Vous regardez souvent les vidéos de vos courses. Pourquoi ?

J’observe mes concurrents. Un regard, une attitude, en disent long sur leur état. Ainsi, en course, je reconnais les symptômes et juge leur condition. Evidemment, j’aime me voir gagner, surtout quand le dernier tour est passionnant. Le plus beau souvenir, c’est d’ailleurs le dernier tour du Mondial 2002 de Zolder : c’était tout ou rien. J’ai échoué en terminant deuxième mais je n’ai jamais eu de kick pareil. J’ai pu me sublimer.

Vous avez achevé la saison sur une fausse note, puisque Richard Groenendaal a gagné la Coupe du Monde le dernier jour, vos coéquipiers belges ne vous ayant pas gréé de place dans le top cinq. Vous avez dit :  » Plus jamais je ne ferai quelque chose pour l’équipe nationale « . Les plaies sont-elles cicatrisées ?
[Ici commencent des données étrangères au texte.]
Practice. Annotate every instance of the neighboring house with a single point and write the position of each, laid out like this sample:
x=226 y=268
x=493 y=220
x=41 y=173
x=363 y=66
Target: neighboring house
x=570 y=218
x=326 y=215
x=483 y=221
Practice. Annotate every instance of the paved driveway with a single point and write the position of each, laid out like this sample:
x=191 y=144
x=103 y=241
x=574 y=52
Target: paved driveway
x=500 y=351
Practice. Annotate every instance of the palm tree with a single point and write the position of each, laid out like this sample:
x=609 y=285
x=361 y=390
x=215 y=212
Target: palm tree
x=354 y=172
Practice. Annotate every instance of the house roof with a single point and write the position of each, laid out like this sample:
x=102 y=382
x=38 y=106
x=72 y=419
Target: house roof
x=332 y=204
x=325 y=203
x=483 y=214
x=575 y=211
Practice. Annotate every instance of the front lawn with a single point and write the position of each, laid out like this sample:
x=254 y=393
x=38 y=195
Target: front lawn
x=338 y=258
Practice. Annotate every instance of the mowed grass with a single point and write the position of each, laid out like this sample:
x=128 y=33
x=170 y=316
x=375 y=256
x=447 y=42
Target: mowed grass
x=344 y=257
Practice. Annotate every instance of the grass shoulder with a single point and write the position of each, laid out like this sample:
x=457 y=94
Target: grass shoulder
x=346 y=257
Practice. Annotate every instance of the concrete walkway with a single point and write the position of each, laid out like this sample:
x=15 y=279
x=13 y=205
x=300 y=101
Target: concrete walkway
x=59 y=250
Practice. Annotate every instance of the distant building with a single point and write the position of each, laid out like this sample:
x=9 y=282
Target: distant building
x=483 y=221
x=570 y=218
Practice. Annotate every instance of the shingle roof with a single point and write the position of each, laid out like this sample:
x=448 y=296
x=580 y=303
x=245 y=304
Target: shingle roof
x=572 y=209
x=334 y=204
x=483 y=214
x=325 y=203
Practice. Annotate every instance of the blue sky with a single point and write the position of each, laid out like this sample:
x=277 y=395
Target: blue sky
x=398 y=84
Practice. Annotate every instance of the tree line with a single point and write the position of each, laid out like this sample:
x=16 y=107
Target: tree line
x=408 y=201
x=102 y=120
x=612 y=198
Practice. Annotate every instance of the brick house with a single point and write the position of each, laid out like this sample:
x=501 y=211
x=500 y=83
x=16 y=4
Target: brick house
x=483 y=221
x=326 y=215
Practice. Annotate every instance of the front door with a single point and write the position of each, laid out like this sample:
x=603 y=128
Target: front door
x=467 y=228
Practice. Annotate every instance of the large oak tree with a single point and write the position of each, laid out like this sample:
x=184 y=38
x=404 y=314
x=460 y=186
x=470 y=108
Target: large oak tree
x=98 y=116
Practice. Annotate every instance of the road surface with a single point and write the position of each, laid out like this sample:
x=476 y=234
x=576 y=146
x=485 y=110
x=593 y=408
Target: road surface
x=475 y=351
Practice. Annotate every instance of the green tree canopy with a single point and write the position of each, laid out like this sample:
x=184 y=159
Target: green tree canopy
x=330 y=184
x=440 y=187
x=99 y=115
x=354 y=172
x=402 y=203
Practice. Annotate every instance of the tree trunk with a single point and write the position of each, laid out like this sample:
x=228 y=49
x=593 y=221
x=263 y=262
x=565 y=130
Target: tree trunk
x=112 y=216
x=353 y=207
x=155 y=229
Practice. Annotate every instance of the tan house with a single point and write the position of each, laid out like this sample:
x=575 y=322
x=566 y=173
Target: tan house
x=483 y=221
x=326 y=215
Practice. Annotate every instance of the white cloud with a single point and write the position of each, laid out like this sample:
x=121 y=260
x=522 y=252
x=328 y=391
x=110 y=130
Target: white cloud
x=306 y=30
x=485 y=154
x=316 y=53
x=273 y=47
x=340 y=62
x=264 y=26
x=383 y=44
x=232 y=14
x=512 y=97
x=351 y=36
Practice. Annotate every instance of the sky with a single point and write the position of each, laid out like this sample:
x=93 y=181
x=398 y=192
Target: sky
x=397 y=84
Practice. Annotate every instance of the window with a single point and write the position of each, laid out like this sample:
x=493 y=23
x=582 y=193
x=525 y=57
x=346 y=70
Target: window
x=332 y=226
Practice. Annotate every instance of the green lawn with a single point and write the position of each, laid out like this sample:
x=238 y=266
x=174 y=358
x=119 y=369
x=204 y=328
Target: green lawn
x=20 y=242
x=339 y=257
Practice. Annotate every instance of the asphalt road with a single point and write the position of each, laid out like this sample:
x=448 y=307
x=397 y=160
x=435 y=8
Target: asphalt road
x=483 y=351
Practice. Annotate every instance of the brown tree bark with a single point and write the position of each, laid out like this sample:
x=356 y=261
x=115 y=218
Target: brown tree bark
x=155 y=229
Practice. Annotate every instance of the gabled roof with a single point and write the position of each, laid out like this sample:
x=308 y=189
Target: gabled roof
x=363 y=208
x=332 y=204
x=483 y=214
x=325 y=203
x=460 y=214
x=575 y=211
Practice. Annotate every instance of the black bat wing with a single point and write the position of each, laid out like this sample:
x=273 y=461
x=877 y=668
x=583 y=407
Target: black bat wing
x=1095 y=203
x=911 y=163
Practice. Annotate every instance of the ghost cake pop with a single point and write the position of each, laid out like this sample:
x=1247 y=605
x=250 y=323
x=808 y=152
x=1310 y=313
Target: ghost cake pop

Je le sentais venir. Je n’ai pu suivre Groenendaal. Dans le dernier tour, j’ai pris la roue de Wellens. J’ai dû tout donner puis on a ralenti et cinq ou six hommes nous ont passés. J’ai crié : – Je dois être dans les cinq premiers ! Nul n’a réagi, ils roulaient pour me battre. Quand je revois les images, sur lesquelles ils regardent en arrière, pour être sûrs que je ne suis pas dans les cinq premiers, ça me fait mal.

Vous ne roulez plus avec l’équipe nationale dans les séries de la Coupe du Monde mais bien au Mondial. Serez-vous au service de la Belgique ?

Je roule le Mondial pour moi. Je veux encore être champion du monde une fois. Je n’offrirai ce titre à personne.

Vous avez été champion du monde en amateurs. Le titre chez les pros ne devient-il pas une obsession ?

Ce titre compléterait mon palmarès. Je peux encore gagner 15 fois le Superprestige, sans titre mondial, il restera toujours un manque. Evidemment, l’attente renforce le plaisir.